Remark 97.27.3. In Situation 97.27.1 let $V$ be a locally Noetherian scheme over $S$. Let $(Z, u', \hat x)$ be a triple satisfying (1), (2), and (3) above. We want to explain a way to think about the compatibility condition (4). It will not be mathematically precise as we are going use a fictitious category $\textit{An}_ S$ of analytic spaces over $S$ and a fictitious analytification functor

$\left\{ \begin{matrix} \text{locally Noetherian formal} \\ \text{algebraic spaces over }S \end{matrix} \right\} \longrightarrow \textit{An}_ S, \quad \quad Y \longmapsto Y^{an}$

For example if $Y = \text{Spf}(k[[t]])$ over $S = \mathop{\mathrm{Spec}}(k)$, then $Y^{an}$ should be thought of as an open unit disc. If $Y = \mathop{\mathrm{Spec}}(k)$, then $Y^{an}$ is a single point. The category $\textit{An}_ S$ should have open and closed immersions and we should be able to take the open complement of a closed.
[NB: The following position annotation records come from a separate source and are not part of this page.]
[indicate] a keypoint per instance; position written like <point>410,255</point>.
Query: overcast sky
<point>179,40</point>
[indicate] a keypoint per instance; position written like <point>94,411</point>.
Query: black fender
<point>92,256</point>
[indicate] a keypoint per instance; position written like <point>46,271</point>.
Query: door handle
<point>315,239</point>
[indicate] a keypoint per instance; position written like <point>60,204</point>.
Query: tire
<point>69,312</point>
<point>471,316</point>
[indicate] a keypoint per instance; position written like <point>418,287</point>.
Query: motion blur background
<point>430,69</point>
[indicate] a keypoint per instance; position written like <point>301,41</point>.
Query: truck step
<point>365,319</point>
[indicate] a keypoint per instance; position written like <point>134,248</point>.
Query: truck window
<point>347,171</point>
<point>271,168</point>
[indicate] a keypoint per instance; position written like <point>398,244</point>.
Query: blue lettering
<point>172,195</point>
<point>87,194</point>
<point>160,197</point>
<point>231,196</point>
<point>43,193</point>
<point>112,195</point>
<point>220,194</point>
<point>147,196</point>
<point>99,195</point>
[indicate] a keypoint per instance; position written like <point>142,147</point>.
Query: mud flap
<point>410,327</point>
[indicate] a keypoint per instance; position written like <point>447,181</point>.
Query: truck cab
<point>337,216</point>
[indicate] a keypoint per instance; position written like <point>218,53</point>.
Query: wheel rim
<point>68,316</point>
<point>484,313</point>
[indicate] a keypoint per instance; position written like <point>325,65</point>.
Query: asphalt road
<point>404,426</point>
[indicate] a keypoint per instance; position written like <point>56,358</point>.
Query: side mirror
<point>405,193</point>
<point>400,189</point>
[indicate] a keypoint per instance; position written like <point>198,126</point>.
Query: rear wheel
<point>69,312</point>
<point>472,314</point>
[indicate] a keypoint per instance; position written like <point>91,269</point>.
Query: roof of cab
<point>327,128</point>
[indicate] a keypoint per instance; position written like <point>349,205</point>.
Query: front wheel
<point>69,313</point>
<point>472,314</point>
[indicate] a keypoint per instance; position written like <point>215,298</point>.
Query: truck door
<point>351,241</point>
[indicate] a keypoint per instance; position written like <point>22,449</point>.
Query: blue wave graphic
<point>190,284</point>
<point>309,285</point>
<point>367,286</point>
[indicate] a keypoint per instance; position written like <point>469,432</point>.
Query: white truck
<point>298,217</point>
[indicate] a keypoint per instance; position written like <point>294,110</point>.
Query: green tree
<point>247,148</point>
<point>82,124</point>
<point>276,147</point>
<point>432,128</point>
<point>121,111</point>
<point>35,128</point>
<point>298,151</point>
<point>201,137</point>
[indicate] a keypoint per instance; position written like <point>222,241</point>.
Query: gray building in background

Given $Y$ the morphism $Y_{red} \to Y$ should induces a closed immersion $Y_{red}^{an} \to Y^{an}$. We set $Y^{rig} = Y^{an} \setminus Y_{red}^{an}$ equal to its open complement. If $Y$ is an algebraic space and if $Z \subset Y$ is closed, then the morphism $Y_{/Z} \to Y$ should induce an open immersion $Y_{/Z}^{an} \to Y^{an}$ which in turn should induce an open immersion

$can : (Y_{/Z})^{rig} \longrightarrow (Y \setminus Z)^{an}$

Also, given a formal modification $g : Y' \to Y$ of locally Noetherian formal algebraic spaces, the induced morphism $g^{rig} : (Y')^{rig} \to Y^{rig}$ should be an isomorphism. Given $\text{An}_ S$ and the analytification functor, we can consider the requirement that

$\xymatrix{ (V_{/Z})^{rig} \ar[rr]_{can} \ar[d]_{(g^{rig})^{-1} \circ \hat x^{an}} & & (V \setminus Z)^{an} \ar[d]^{(u')^{an}} \\ (X'_{/T'})^{rig} \ar[rr]^{can} & & (X' \setminus T')^{an} }$

commutes. This makes sense as $g^{rig} : (X'_{T'})^{rig} \to W^{rig}$ is an isomorphism and $U' = X' \setminus T'$. Finally, under some assumptions of faithfulness of the analytification functor, this requirement will be equivalent to the compatibility condition formulated above. We hope this will motivate the reader to think of the compatibility of $u'$ and $\hat x$ as the requirement that some maps be equal, rather than asking for the existence of a certain commutative diagram.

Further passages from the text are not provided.